While Barnard said he wasn’t surprised that Kerson has said he would appeal, he called Crawford’s reasoning “sound,” and said the lower court ruling is likely to stand.

In a statement, Kerson’s lawyers, Steven Hyman of New York and Richard Rubin of Barre, Vt., asserted that Crawford ignored the clear intent of VARA, which is “to preserve our cultural history and protect the honor and reputation of the artists who contribute so much to that history.”

In this view, VARA encompasses more than the cut-and-dried circumstances under which the murals can be hidden, but the question of what is lost when public art is removed from view. VARA takes into account the moral rights of an artist not to have their reputation or honor diminished by the treatment of their work.

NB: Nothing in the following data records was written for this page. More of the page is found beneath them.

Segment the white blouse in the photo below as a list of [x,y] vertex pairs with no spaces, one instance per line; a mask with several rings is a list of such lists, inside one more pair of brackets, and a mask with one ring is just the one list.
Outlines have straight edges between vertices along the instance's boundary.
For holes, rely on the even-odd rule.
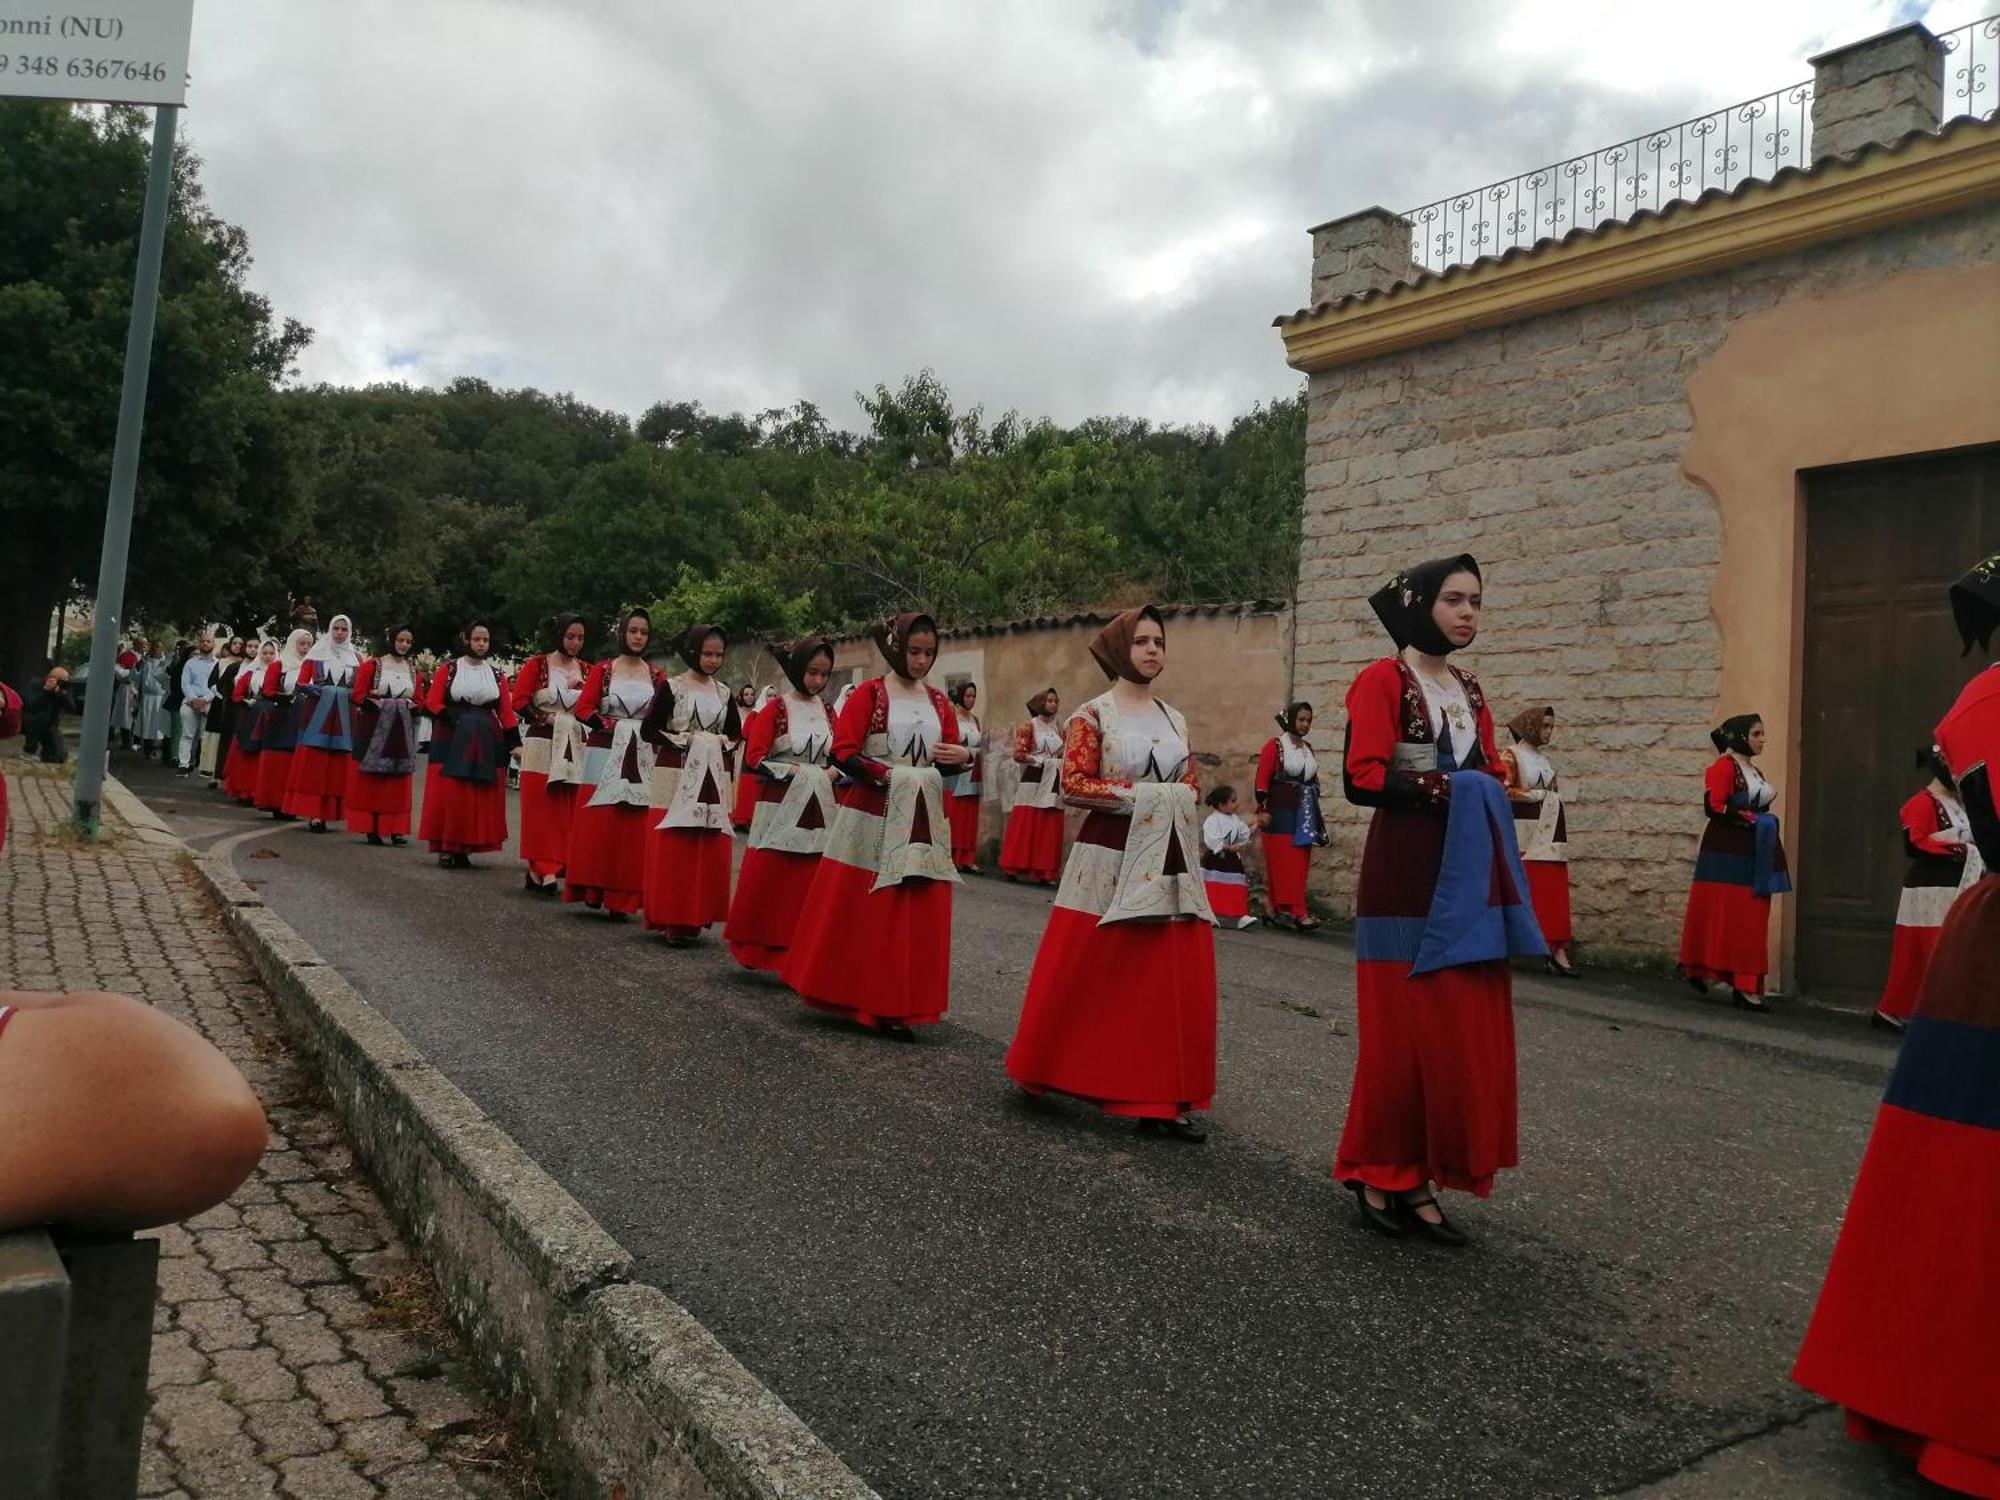
[[1155,703],[1137,713],[1119,713],[1115,733],[1099,744],[1098,774],[1119,781],[1174,781],[1187,757],[1187,741]]
[[483,708],[500,701],[500,674],[492,663],[461,656],[451,674],[451,701]]

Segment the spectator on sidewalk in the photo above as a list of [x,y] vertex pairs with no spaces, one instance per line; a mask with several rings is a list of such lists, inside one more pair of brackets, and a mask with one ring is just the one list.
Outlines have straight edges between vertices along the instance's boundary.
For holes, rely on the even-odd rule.
[[215,698],[215,637],[204,630],[195,637],[194,650],[180,671],[180,774],[194,769],[201,746],[202,726],[208,722],[208,705]]
[[144,644],[135,636],[111,664],[111,733],[127,750],[132,748],[132,726],[139,716],[139,648]]
[[132,725],[132,737],[147,760],[158,760],[167,739],[167,690],[173,681],[167,654],[158,640],[146,642],[146,654],[139,658],[139,670],[133,676],[139,684],[139,716]]
[[[21,695],[0,682],[0,740],[21,732]],[[0,776],[0,853],[7,848],[7,778]]]
[[0,1233],[122,1233],[222,1202],[264,1153],[235,1066],[125,995],[0,990]]
[[30,683],[21,695],[21,754],[35,756],[42,764],[59,766],[69,759],[69,745],[62,735],[62,713],[69,696],[69,668],[53,662],[44,665],[39,681]]

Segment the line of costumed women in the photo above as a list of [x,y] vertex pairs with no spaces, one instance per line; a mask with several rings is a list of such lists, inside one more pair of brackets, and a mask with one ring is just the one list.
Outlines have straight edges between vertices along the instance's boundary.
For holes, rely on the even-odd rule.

“The Law School’s unyielding intent to entomb these murals — acknowledged to be of recognized stature — behind a wall so that they can never be viewed again is clearly both an affront to Mr. Kerson’s honor and reputation, and to the values intended to be preserved by the Visual Artists Rights Act,” Kerson’s lawyers said in their statement.

An appeal would bring the mural dispute to the scene of a VARA case that Hyman, a former president of the New York chapter of the American Civil Liberties Union, argued a few years ago. He represented Arturo Di Modica, who created the Charging Bull sculpture in lower Manhattan that’s become a symbol of Wall Street confidence. After Fearless Girl, a bronze statue of a young girl, was installed facing the bull, Di Modica filed suit, charging that his copyright and his rights under VARA had been infringed, as the statue of the girl had changed the meaning of his work. Fearless Girl was moved in 2018, resolving the dispute.

Kerson forwarded the statement from his lawyers and declined further comment on Friday.

Efforts to reach Jameson Davis and April Urbanowski, VLS students who circulated a letter and petition opposing the murals, were unsuccessful on Friday.